Facebook bugün “Social Dilemma” isimli Netflix belgeseline yönelik bir yanıt daha doğrusu bir hayli sert cevap yayınladı[1]. Çeşitli sosyal medya platformlarının yöneticiliğini yapmış kişilerin oluşturduğu bir platformun çektiği film, sosyal medyanın giderek daha bölücü ve tehlikeli hale geldiği iddialarını taşıyor. Hgerçi çoktandır bildiğimiz bir konuydu ama film zannettiğimizden daha fazla kontrol ve manipülasyon olduğunu iddia ediyor.

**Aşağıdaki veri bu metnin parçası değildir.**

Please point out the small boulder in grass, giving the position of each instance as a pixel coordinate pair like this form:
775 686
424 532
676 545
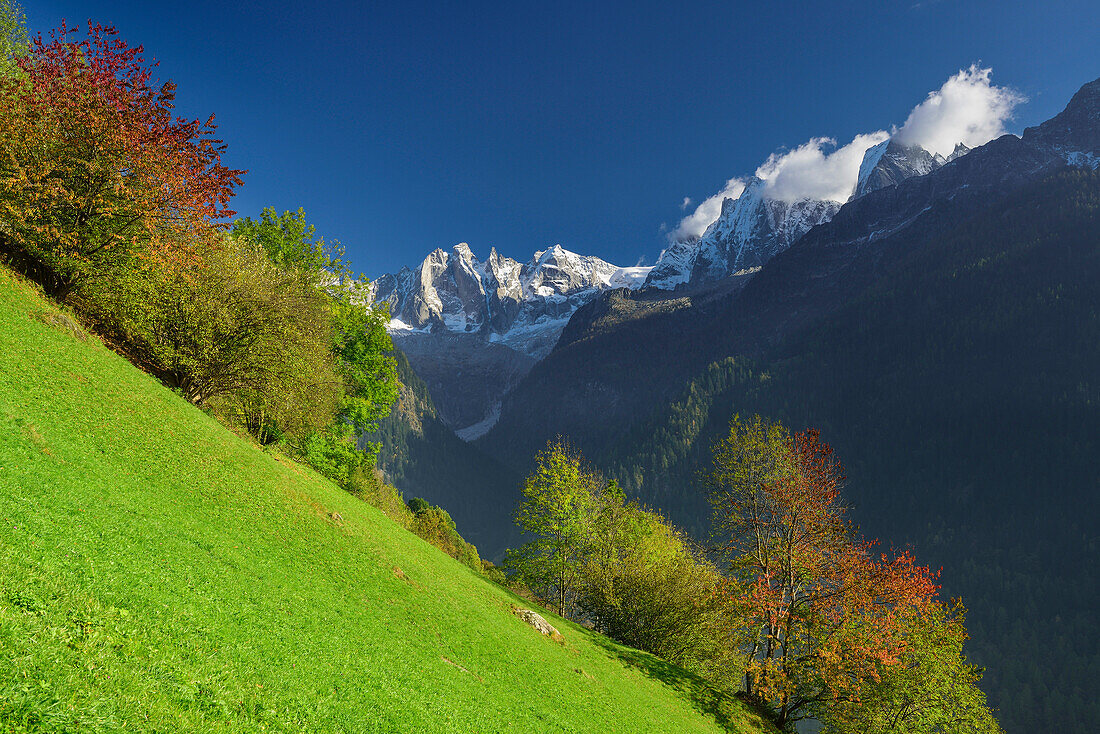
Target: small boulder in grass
539 623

Bu haliyle de epeyce tartışmaya yol açtı.
Tartışmaların bir kısmında, The Social Dilemma’nın bazı geçerli ve önemli noktaları ortaya koymasına rağmen, en nihayetinde ana mesajını sulandıran sansasyonalizme dönüştüğü iddiaları vardı.
Anlaşılan Facebook da rahatsız olmuş. Bunun nedeni ise belgeseli izleyen bir çok kullanıcının Facebook ve Instagram hesaplarını silmeyi düşündüğüne dair araştırmalar [2].
Facebook’un sayfalık yanıtındaki 7 madde şu şekilde;
- Sosyal medya bağımlılığı hakkında : biz anlamlı sosyal etkileşimlere öncelik veriyoruz
- Ürün olarak “siz” konusu : bilgilerinizi kimseye satmıyoruz
- Algoritmalar hakkında : Algoritmaları ‘çılgın’ olarak tasvir etmek komplo belgeselleri için iyi bir fikir olabilir, ancak gerçek çok daha az eğlenceli
- Veri kullanımı hakkında : Filmin anlattıklarına rağmen, işletmelerin bize insanlar hakkında hassas veriler göndermesini yasaklayan politikalarımız var
- Kutuplaştırma hakkında : İnsanların Facebook’ta gördüğü içeriğin ezici çoğunluğu kutuplaştırıcı ve hatta politik değil
- Seçim müdahalesi üzerine : Film, seçimlere müdahalede Facebook’un kullanılmasını engellemek ve güçlü savunmalar oluşturmak için 2016’dan beri yaptığımız şeyleri gözardı etmiş
- Yanlış bilgilendirme hakkında : Yanlış bilginin platformumuzda büyümesine izin verdiğimiz veya bu içerikten bir şekilde yararlandığımız fikri yanlıştır
Facebook geçmişte de eleştirilere hep benzer cevaplar verdi. Ama burada şaşırtıcı olan filmin daha popüler olmasını sağlayacak şekilde cevap verme ihtiyacı hissetmesi. Bu da birşeylerin o kadar da yanlış olmadığı izlenimi uyandırıyor.
Oysa bazı cevapları yanıltıcı unsurlar taşıyor. Örneğin, Facebook’taki ‘ürün sizsiniz’ iddiasına yanıt olarak, Facebook kişisel veri paylaşımı gibi cevaplıyor, ki bu belgesel yapımcılarının kastettiği tam olarak bu değil. Facebook bilgilerinizi doğrudan reklamverenlere sağlamasa bile, insanların kişisel bilgilerini kullanan gelişmiş reklam hedefleme sistemlerinden çok para kazanıyor.
Bu anlamda, insanlar üründür, veriler üründür ve Facebook, şimdiye kadar oluşturulmuş en karmaşık kişisel bilgi veritabanına sahiptir – Facebook’un belirttiği gibi, bu bilgileri doğrudan reklamverenlerle paylaşmasa bile.
Yani Facebook, yanıtlarında bu soruları yeniden şekillendirme ve odağı diğer alanlara kaydırma akıllığı gösteriyor. Örneğin, 2016’dan bu yana siyasi reklam çabalarını iyileştirmek için ne yaptığı gibi. Platformun 2016dan bu yana hala, dünya çapında siyasi yanlış bilgilendirme ve seçmen manipülasyon programları için kullanıldığına dair hala önemli endişeler var.